While we are dragging our feet about impeaching George W. Bush the people in Iraq are still dying; the prisoners at Guantanamo are still being force fed and tortured; and in spite of the brouhaha over Dubai; This moron has just given military atomic secrets to India. Conyers should put into action his bill of impeachment now and not wait for more signatories.
Arianna Huffington said on national TV that we should wait until after 2008 until the Democrats have won the Congress. Our people are doing more running off at the mouth than we are doing thinking. It seems as though the mental defective Bush is able to commit atrocities on almost a daily basis. People are already dying as a result of global warming. Are we going to wait for a nuclear winter before we impeach this traitor when he has two and a half more years as a lame duck?

As one of the co-producers of Deep Dish, I just want to thank all those visual
resisters who made our exhibit so powerful.
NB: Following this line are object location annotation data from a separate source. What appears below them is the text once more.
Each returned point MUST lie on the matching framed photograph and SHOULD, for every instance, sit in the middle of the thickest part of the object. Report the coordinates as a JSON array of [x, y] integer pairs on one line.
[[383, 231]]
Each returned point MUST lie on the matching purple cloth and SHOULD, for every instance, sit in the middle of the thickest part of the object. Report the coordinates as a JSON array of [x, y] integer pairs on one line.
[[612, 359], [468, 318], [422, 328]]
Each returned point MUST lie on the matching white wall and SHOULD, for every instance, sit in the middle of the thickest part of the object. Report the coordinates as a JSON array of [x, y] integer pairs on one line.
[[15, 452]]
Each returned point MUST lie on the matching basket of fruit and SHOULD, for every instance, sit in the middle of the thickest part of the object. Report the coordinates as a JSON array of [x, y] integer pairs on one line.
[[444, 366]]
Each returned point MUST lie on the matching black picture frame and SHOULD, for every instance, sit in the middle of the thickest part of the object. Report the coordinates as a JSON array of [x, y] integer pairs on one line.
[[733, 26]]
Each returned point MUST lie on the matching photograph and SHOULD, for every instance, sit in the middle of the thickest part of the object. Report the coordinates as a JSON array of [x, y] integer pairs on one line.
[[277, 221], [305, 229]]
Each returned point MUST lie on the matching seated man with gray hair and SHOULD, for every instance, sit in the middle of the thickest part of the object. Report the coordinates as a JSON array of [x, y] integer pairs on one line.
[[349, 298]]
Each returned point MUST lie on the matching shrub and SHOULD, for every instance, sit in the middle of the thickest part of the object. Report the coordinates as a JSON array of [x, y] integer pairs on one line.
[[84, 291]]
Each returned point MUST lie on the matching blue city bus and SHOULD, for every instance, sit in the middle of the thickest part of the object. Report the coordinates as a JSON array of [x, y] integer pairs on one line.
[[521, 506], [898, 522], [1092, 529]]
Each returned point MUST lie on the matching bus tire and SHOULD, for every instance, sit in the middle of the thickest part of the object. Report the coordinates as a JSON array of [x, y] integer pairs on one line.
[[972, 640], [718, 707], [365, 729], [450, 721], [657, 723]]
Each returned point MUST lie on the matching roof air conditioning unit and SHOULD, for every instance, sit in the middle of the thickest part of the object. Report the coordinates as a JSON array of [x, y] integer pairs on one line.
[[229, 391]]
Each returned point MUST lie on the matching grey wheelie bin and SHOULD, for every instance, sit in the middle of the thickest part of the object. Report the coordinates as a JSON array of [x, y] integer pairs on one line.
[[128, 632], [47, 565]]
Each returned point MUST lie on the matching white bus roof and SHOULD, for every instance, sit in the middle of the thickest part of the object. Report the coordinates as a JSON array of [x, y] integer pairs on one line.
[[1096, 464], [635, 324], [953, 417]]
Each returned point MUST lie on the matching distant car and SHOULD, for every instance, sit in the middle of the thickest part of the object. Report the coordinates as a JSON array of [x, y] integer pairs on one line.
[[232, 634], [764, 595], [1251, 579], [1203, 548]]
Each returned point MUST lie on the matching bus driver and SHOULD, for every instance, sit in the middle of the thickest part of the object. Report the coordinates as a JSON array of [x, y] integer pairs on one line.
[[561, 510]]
I was enormously impressed by
the care and skill by which the whole thing was made, but moreover, by the
brilliant concept: the WSJ background, the clear, simple, elegant black lines, etc.
A remarkable tribute to Guernica/Fallujah. A number of reviews have mentioned
not only the background (WSJ) but also Guernica. It is great that you all have
helped to keep Picasso’s work relevant!
DeeDee

Rock on! Glad to see this happen.
I’m definitely not dead set on the idea that it must be billboards… graffiti, stenciling, mobile panelized versions all work. Or projected images. I’d just like to see it out there.
This is really exciting for me. I’ll post about it in the American Guernica updates soon.

As i went downstairs… i came across “homeage to Guernica” and it was the 1st peice i saw at the biennial, then after i went through the entire show, it was THE BEST THING on display. Guernica is my favorite piece and you did it quite some justice. picasso would be proud.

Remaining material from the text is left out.